Fig. 2: Screening processes of efficient, precise and compact ABE variants.
From: Protein-nucleic acid language model-assisted design of precise and compact adenine base editor

a Schematic of applying PNLM to engineer ABE variants with precise against adenine. Following sequence generation using the PNLM model, truncated variants were selected based on protein sequence alignment. The candidate proteins were then screened using computational methods. Ultimately, the top 20 ranked sequences were chosen for experimental validation. b The validation loss during fine-tuning.
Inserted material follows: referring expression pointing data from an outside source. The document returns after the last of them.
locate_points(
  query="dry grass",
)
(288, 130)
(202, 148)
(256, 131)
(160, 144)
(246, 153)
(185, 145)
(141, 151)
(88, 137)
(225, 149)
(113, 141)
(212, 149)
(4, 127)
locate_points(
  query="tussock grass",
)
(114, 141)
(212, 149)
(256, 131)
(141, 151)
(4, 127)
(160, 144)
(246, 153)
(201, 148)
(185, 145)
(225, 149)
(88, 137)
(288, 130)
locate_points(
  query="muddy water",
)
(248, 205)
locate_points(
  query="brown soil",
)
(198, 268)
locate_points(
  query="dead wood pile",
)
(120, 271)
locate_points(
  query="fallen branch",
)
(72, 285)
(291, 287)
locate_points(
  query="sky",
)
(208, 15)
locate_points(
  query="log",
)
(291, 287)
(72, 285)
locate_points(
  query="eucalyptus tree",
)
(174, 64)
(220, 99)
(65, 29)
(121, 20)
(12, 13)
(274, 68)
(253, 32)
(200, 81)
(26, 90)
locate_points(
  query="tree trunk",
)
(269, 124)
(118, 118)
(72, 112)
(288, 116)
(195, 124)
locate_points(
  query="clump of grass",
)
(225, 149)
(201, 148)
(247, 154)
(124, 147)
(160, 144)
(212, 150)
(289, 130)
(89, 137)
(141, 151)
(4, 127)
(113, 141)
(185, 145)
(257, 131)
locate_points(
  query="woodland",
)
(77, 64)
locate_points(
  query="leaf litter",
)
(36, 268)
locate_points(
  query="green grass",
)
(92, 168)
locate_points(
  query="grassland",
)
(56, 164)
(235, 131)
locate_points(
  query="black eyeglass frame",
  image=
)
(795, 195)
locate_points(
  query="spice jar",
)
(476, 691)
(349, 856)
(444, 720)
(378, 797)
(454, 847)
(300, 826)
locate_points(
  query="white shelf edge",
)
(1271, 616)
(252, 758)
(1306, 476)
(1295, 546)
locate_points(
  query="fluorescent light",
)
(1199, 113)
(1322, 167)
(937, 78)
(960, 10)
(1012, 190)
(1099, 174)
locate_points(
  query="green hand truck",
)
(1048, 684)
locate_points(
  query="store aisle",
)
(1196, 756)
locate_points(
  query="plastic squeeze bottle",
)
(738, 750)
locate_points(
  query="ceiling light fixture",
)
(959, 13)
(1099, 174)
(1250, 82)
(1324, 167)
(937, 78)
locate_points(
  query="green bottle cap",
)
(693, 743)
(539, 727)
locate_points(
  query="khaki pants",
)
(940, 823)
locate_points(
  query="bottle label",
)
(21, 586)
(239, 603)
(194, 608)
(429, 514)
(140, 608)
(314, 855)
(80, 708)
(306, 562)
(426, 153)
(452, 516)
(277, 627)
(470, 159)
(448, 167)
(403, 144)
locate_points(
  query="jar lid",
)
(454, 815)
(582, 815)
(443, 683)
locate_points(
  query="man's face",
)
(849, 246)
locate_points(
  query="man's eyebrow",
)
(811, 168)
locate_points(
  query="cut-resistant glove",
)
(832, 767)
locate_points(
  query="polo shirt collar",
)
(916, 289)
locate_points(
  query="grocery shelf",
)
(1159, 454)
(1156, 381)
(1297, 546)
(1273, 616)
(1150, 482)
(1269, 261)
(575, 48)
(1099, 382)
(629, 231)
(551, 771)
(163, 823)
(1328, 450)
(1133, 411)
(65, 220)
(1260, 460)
Incorporating nucleic acid embeddings during fine-tuning improved the model’s performance by reducing the loss. c In the sequence-based evaluation methods ESM-1v, the 1 + log-likelihood estimation distribution of PNLM-generated sequences is compared to the 1 + log-likelihood estimation of ProGen2-generated sequences and ProtGPT2-generated sequences. Each method generated 50 sequences. The violin plots on the right represent probability density, with internal boxplots showing the median and interquartile range. The scatter plots on the left display the raw data points (n = 50 independent experiments). d The efficiency of A-to-G and C-to-A/T/G of the top 20 ABE8e truncated variants were examined at an endogenous genomic site (ABE site27) containing multiple adenosines and cytidines within the editing window in HEK293T cells, with ABE8e and ABE9 serving as controls. Data are mean ± s.d. (n = 3 independent experiments). e The efficiency of the combinations of truncated variants without XTEN linker, with ABE8e and ABE9 serving as controls, was examined at ABE site27 in HEK293T cells. Data are mean ± s.d. (n = 3 independent experiments). Source data are provided as a Source data file.